Item 14. The method for producing an electron source according to Item 1. 7. The method according to claim 6, further comprising, after the activation step, a stabilization step of further evacuating the inside of the container accommodating the substrate. 8. The method for manufacturing an electron source according to claim 1, wherein said electron-emitting devices are connected in a ladder shape. 9. The method according to claim 1, wherein the electron-emitting devices are connected in a matrix. 10. An apparatus for manufacturing an electron source, wherein a plurality of electron-emitting devices each having a conductive film having an electron-emitting portion between electrodes are arranged on a substrate, wherein the conductive material is arranged on the substrate.
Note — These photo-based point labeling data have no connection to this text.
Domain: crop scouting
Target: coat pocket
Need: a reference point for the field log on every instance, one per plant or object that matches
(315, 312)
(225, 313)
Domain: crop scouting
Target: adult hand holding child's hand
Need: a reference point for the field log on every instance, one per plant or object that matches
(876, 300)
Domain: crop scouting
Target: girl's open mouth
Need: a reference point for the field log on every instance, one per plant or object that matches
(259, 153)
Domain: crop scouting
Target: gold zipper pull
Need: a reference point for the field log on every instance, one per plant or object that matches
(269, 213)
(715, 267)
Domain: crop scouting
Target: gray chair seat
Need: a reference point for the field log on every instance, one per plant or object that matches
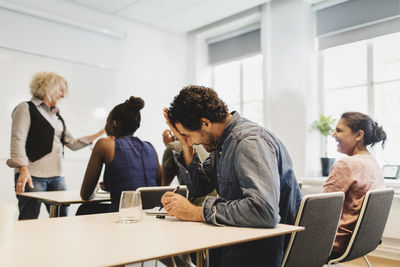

Detecting means for detecting the resistance of each of the conductive films, and a minimum value (Rmi) of the resistance value detected by the detecting means.
n) and voltage determining means for determining a minimum voltage (Vmin) and a maximum voltage (Vmax) to be applied according to the maximum value (Rmax); and And a forming means for applying a voltage to each of the conductive films by increasing a voltage to form an electron emission portion in the conductive film. 11. The apparatus according to claim 10, wherein the voltage determination means obtains the maximum voltage (Vmax) by Vmin√ (Rmax / Rmin). 12. The apparatus according to claim 10, wherein the forming unit increases the applied voltage from the minimum voltage by a predetermined amount and applies the voltage to the maximum voltage. 13. The apparatus according to claim 10, wherein the forming unit applies a triangular wave or a rectangular wave pulse voltage. 14. The forming method according to claim 10, wherein the forming unit executes the forming by housing the substrate in an atmosphere that promotes reduction or aggregation of the conductive film. An apparatus for manufacturing an electron source according to claim 1. 15. The semiconductor device according to claim 1, further comprising an activating means for applying a predetermined voltage to each of said electron-emitting devices after the forming by said forming means.
15. The apparatus for manufacturing an electron source according to any one of 0 to 14. 16. The electron source according to claim 15, further comprising a stabilizing means for further evacuating the inside of the container accommodating the substrate after the activation processing by the activating means. manufacturing device. 17. The apparatus according to claim 10, wherein the electron-emitting devices are connected in a ladder shape. 18. The apparatus according to claim 10, wherein the electron-emitting devices are connected in a matrix.